Flash forward to 2010. BeauSoleil is the world's preeminent Cajun band, incorporating not only the zydeco-inflected dance rhythms that McGee, Balfa and others taught Doucet, but elements of the folk, soul, jazz and Caribbean musics that permeate the region. Now they are taking a victory lap of sorts, embarking on a 35th anniversary tour that will stop at the Cedar Cultural Center next weekend for both a Saturday-night concert and a Sunday-afternoon Cajun dance.

"Minneapolis has always been very kind to us -- probably because in the wintertime they need a little warmth," Doucet said by phone last week from Louisiana. "And the Cedar has always been a special place. We've been there so many times over the years. The perfect venue for us is where you can have a concert and also have a dance, and that is the Cedar."

Doucet is ready to celebrate. He says the past year has been "really rough, with a lot of crazy changes for me personally, a really upside-down year that also had the BP oil spill. But I'm coming out of it. I've got six new songs, about love and tragedy and all that good stuff, but also about the environment and what's going on with the wetlands and the delta. I don't want to inundate the market but we've also got a new live album, and this tour."

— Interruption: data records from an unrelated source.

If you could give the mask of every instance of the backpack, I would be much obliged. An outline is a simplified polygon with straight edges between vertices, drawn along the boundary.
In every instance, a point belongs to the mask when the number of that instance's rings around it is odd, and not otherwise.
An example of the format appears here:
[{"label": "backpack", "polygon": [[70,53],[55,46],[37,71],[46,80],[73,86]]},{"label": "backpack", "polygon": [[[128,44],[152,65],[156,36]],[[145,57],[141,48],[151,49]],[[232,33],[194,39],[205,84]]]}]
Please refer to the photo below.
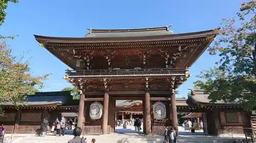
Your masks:
[{"label": "backpack", "polygon": [[81,141],[80,141],[80,143],[83,143],[83,140],[84,140],[84,142],[86,142],[86,138],[84,139],[84,138],[83,138],[83,136],[82,137],[82,138],[81,138]]},{"label": "backpack", "polygon": [[5,131],[0,130],[0,136],[3,136],[5,135]]}]

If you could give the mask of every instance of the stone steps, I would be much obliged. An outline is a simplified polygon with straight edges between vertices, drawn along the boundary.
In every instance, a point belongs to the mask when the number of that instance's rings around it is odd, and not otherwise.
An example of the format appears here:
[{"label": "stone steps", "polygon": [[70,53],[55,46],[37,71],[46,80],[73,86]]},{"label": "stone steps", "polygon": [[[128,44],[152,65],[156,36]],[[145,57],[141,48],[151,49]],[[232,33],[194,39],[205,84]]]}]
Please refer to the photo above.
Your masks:
[{"label": "stone steps", "polygon": [[[162,143],[163,137],[161,136],[146,136],[142,135],[136,134],[113,134],[106,135],[87,135],[90,140],[94,138],[96,139],[96,143]],[[19,140],[19,143],[67,143],[68,141],[73,138],[72,135],[65,135],[57,136],[47,135],[41,136],[27,136],[22,140]],[[232,143],[235,139],[220,137],[204,136],[179,136],[178,142],[184,143],[212,143],[223,142]]]}]

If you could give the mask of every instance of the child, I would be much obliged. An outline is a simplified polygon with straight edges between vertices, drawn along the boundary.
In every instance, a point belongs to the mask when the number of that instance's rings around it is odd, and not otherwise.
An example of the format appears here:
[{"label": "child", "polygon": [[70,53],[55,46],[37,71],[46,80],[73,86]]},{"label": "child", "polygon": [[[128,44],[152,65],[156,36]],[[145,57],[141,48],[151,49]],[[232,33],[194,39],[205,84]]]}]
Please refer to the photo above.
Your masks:
[{"label": "child", "polygon": [[96,141],[95,138],[93,138],[93,139],[92,139],[92,140],[91,140],[91,143],[95,143],[95,141]]}]

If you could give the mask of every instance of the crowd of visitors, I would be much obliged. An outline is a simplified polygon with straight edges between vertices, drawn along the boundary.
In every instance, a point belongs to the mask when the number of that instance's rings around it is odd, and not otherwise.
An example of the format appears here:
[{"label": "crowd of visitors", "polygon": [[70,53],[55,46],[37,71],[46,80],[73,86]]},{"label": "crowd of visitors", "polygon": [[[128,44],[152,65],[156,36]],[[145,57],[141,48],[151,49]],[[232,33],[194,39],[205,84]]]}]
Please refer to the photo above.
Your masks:
[{"label": "crowd of visitors", "polygon": [[116,127],[123,126],[123,129],[126,129],[127,126],[133,126],[135,127],[136,131],[140,131],[141,129],[141,125],[142,125],[142,119],[137,118],[134,120],[118,120],[116,121]]},{"label": "crowd of visitors", "polygon": [[197,122],[197,120],[192,120],[191,121],[189,120],[185,121],[182,126],[185,128],[188,128],[189,131],[194,133],[195,132],[196,130],[199,130],[199,131],[202,130],[204,133],[204,128],[203,125],[203,123],[202,120],[199,121],[199,123]]}]

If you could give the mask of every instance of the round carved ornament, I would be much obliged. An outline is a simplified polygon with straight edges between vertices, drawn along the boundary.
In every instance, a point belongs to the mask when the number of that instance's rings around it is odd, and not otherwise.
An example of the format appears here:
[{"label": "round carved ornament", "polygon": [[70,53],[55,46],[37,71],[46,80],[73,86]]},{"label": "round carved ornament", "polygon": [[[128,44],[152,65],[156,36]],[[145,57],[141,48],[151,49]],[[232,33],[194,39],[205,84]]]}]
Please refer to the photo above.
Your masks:
[{"label": "round carved ornament", "polygon": [[155,119],[162,120],[166,117],[165,104],[162,102],[157,102],[153,105],[153,115]]},{"label": "round carved ornament", "polygon": [[155,112],[159,116],[163,116],[165,113],[165,107],[162,104],[158,104],[155,107]]},{"label": "round carved ornament", "polygon": [[99,112],[99,106],[97,104],[92,105],[90,107],[90,113],[92,115],[96,115]]},{"label": "round carved ornament", "polygon": [[90,117],[93,120],[99,119],[102,115],[103,106],[98,102],[93,102],[90,106]]}]

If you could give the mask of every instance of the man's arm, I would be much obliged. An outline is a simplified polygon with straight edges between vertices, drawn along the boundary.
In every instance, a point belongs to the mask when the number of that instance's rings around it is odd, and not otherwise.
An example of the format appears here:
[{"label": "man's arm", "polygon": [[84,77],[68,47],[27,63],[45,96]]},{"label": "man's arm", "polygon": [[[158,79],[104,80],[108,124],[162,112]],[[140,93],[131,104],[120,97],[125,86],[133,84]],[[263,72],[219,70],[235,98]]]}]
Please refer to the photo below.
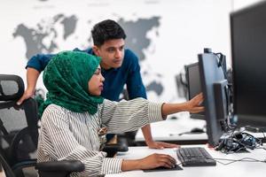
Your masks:
[{"label": "man's arm", "polygon": [[53,56],[53,54],[37,54],[28,60],[26,66],[27,88],[23,96],[17,102],[18,105],[21,104],[24,100],[34,96],[40,73],[42,73],[44,70],[44,68],[46,67],[49,61]]},{"label": "man's arm", "polygon": [[[129,73],[127,81],[127,89],[129,93],[129,98],[134,99],[136,97],[147,98],[145,87],[143,84],[140,66],[138,64],[137,57],[130,50],[128,51],[127,55],[130,58],[130,73]],[[166,143],[162,142],[154,142],[151,133],[150,124],[141,128],[145,142],[149,148],[163,149],[163,148],[176,148],[178,147],[176,144]]]},{"label": "man's arm", "polygon": [[31,67],[27,69],[27,88],[23,96],[17,102],[18,105],[20,105],[24,100],[34,96],[39,75],[40,73],[37,70]]}]

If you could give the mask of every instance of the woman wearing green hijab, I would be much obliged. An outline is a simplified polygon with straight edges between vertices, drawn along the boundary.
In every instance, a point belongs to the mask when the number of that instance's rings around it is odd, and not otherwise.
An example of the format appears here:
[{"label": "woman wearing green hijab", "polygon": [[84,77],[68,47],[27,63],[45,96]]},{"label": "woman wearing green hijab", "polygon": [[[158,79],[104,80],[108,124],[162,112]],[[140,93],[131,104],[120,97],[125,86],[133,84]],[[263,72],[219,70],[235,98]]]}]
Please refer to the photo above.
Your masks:
[{"label": "woman wearing green hijab", "polygon": [[106,153],[100,151],[103,141],[99,130],[113,134],[134,131],[166,119],[171,113],[201,112],[202,95],[183,104],[155,104],[143,98],[121,102],[103,99],[99,96],[105,79],[99,61],[87,53],[64,51],[47,65],[43,83],[48,94],[41,107],[38,162],[81,160],[85,170],[74,176],[174,166],[175,158],[164,154],[137,160],[106,158]]}]

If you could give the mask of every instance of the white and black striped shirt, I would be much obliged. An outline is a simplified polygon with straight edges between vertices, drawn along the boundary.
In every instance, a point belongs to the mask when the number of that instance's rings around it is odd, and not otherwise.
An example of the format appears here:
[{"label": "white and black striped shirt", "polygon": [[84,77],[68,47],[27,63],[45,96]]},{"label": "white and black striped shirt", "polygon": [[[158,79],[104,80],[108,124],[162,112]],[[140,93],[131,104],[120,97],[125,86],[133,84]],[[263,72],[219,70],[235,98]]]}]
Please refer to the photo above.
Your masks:
[{"label": "white and black striped shirt", "polygon": [[72,176],[120,173],[122,159],[106,158],[106,153],[99,151],[99,128],[106,127],[113,134],[137,130],[162,120],[161,105],[143,98],[121,102],[105,99],[98,112],[91,115],[50,104],[42,117],[37,160],[81,160],[85,170]]}]

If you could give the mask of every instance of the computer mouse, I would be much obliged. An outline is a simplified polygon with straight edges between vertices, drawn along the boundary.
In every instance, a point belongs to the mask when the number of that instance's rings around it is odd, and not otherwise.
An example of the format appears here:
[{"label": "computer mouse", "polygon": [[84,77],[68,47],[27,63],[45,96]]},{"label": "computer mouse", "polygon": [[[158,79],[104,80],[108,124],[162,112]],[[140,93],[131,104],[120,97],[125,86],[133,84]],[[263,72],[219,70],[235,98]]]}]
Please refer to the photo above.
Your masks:
[{"label": "computer mouse", "polygon": [[200,127],[193,127],[192,130],[191,130],[191,133],[204,133],[204,130],[202,128],[200,128]]}]

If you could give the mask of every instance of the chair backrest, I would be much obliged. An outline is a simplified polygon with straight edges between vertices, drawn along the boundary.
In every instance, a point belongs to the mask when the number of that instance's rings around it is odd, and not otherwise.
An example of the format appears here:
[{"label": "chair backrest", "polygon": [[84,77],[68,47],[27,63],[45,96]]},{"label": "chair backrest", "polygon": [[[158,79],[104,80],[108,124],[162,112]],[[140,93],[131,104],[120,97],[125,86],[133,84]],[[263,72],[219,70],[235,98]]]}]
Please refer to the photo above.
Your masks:
[{"label": "chair backrest", "polygon": [[0,152],[12,169],[36,158],[37,104],[29,98],[18,106],[23,93],[20,76],[0,74]]}]

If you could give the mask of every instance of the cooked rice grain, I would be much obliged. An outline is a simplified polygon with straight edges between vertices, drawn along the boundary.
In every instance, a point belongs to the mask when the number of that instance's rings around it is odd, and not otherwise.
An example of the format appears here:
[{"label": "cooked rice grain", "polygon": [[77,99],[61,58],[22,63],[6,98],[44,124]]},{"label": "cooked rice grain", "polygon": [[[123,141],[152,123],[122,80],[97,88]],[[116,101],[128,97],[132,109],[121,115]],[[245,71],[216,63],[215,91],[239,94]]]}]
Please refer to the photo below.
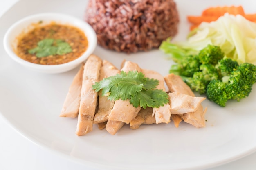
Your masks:
[{"label": "cooked rice grain", "polygon": [[159,47],[177,32],[173,0],[90,0],[85,20],[103,47],[128,53]]}]

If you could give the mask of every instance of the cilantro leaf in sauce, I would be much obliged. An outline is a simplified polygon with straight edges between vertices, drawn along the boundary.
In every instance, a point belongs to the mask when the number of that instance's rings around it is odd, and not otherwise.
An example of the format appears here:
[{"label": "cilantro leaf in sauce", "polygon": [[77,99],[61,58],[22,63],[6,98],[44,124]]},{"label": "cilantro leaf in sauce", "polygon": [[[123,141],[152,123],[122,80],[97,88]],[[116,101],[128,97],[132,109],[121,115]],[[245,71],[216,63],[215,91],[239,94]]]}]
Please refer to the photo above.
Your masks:
[{"label": "cilantro leaf in sauce", "polygon": [[67,42],[50,38],[40,41],[36,47],[28,50],[29,54],[35,54],[39,58],[52,55],[63,55],[72,52],[72,48]]},{"label": "cilantro leaf in sauce", "polygon": [[102,89],[102,95],[109,100],[130,100],[135,107],[158,108],[169,102],[168,94],[155,89],[159,81],[145,77],[141,72],[121,71],[120,74],[104,78],[92,85],[96,92]]}]

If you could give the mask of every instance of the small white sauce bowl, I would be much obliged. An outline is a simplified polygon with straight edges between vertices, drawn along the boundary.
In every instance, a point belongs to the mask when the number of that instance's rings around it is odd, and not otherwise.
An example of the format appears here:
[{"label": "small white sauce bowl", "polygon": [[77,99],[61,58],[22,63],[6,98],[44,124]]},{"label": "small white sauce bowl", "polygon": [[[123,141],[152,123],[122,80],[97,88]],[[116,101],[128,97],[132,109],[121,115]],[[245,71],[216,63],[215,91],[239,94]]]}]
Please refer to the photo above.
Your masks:
[{"label": "small white sauce bowl", "polygon": [[[43,65],[26,61],[17,55],[17,37],[33,29],[33,24],[43,22],[43,24],[54,22],[56,24],[66,24],[77,27],[84,31],[88,40],[86,50],[77,59],[64,64]],[[43,24],[42,25],[43,25]],[[25,17],[13,24],[7,30],[4,37],[4,46],[8,54],[15,61],[26,68],[45,73],[59,73],[70,70],[79,65],[92,54],[97,45],[96,34],[92,27],[82,20],[66,14],[47,13],[33,15]]]}]

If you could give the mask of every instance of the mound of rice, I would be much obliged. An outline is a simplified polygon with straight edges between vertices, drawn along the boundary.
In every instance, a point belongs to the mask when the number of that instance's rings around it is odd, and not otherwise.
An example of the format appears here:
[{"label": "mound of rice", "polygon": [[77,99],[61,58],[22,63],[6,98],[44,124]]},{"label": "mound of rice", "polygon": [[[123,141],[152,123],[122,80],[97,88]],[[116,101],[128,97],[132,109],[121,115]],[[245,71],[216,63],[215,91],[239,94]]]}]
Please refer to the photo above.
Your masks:
[{"label": "mound of rice", "polygon": [[90,0],[85,20],[103,47],[130,53],[159,47],[177,32],[173,0]]}]

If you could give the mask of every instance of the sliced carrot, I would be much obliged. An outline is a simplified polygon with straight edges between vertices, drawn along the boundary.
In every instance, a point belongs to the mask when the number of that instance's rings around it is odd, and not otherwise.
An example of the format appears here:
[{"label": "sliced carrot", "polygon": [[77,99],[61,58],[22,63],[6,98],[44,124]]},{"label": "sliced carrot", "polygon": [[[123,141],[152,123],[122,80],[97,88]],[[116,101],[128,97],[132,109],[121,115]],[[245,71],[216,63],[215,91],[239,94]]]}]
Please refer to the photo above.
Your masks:
[{"label": "sliced carrot", "polygon": [[245,17],[247,20],[256,22],[256,13],[245,14],[243,7],[241,5],[210,7],[204,9],[201,16],[195,16],[189,15],[187,17],[188,21],[192,24],[190,27],[191,30],[197,27],[202,22],[210,22],[214,21],[218,18],[228,13],[231,15],[240,15]]},{"label": "sliced carrot", "polygon": [[203,16],[217,16],[219,17],[223,15],[225,13],[236,15],[245,15],[243,8],[241,6],[235,7],[211,7],[205,9],[202,13]]},{"label": "sliced carrot", "polygon": [[188,20],[192,24],[199,24],[202,22],[210,22],[212,21],[216,21],[219,18],[218,16],[188,16]]},{"label": "sliced carrot", "polygon": [[256,22],[256,13],[245,14],[245,17],[249,21],[251,21],[253,22]]}]

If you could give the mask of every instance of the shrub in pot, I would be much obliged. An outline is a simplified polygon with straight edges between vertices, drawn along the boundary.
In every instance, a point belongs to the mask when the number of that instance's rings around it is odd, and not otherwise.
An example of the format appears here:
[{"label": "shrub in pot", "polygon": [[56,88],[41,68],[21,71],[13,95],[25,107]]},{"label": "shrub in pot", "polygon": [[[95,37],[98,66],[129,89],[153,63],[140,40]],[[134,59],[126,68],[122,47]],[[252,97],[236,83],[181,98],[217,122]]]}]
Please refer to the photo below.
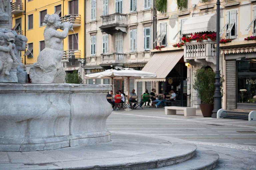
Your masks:
[{"label": "shrub in pot", "polygon": [[213,110],[215,73],[211,68],[199,69],[195,75],[193,85],[201,100],[200,108],[204,117],[211,116]]}]

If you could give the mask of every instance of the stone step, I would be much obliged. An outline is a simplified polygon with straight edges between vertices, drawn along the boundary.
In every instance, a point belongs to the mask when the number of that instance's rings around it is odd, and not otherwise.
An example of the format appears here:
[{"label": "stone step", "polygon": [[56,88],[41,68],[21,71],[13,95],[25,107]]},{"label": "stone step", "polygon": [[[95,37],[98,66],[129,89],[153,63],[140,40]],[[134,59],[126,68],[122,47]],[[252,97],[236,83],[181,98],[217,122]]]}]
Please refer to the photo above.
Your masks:
[{"label": "stone step", "polygon": [[154,170],[210,170],[216,167],[219,155],[212,150],[197,150],[195,155],[186,161]]}]

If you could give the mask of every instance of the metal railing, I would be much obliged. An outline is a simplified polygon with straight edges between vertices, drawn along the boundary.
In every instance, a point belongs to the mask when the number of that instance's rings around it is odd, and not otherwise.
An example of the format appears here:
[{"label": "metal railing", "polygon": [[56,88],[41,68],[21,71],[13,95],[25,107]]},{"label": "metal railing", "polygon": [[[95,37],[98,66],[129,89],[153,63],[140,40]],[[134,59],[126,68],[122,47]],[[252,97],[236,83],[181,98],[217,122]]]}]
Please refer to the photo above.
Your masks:
[{"label": "metal railing", "polygon": [[184,58],[195,59],[216,56],[216,42],[205,41],[187,43],[184,46]]},{"label": "metal railing", "polygon": [[102,63],[124,63],[126,54],[124,53],[115,52],[111,54],[102,54]]},{"label": "metal railing", "polygon": [[23,31],[22,30],[15,30],[18,35],[23,35]]},{"label": "metal railing", "polygon": [[126,14],[115,13],[112,14],[101,16],[102,25],[105,26],[113,24],[126,24]]},{"label": "metal railing", "polygon": [[69,14],[60,17],[61,22],[70,22],[73,25],[73,27],[81,26],[81,15],[78,14]]},{"label": "metal railing", "polygon": [[62,60],[71,58],[72,56],[74,56],[76,59],[81,58],[81,51],[78,49],[69,49],[63,51]]}]

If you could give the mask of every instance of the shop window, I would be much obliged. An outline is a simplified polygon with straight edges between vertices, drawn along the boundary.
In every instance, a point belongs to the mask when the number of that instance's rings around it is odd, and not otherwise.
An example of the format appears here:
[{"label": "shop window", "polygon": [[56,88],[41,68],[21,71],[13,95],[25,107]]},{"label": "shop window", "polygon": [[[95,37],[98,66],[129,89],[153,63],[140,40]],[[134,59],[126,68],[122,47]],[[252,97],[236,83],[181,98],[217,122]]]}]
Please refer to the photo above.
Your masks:
[{"label": "shop window", "polygon": [[237,102],[256,104],[256,59],[237,61]]}]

Opening the shows will be Big Chief Monk Boudreaux and a troupe of Mardi Gras Indians, providing an ideal complement to both of the tour's unofficial themes: honoring distinctive subcultures and having a party.

"Monk is such a great gentleman," Doucet said, "and the New Orleans Indians have a culture just as deep as our Creole and Cajun culture. [The HBO series] 'Treme' has really helped to expose that. It should be a fun show. We'll come out and do some chanting with him."

An 'elastic culture'

As BeauSoleil has broadened its sources of inspiration over the decades, some critics have inevitably carped that the group has bastardized the culture it claims to celebrate. But Doucet, who pursued that initial NEA grant to keep Cajun history and culture alive in the schools and community centers of Louisiana, long ago made peace with the role and identity of his band.

"We represent the culture, but not like a police force," he told me last year, around the time of the group's most recent studio release, "Alligator Purse." "It is an elastic culture. In the 2000 census, there were less than 100,000 people of Acadian ancestry, and yet many other people also play this music now."

The music, no matter how traditional, keeps evolving.

"The great thing about an anniversary concert is we can do whatever we want," Doucet enthused. "We can play the new songs and the old songs, although the old songs aren't the same anymore. I know because some guy transcribed some of the songs we did 30 years ago, and we don't play them that way at all now. But that's OK; we've never needed a faux pop hit anyway. As long as people keep wanting to hear the way we play, we'll keep playing."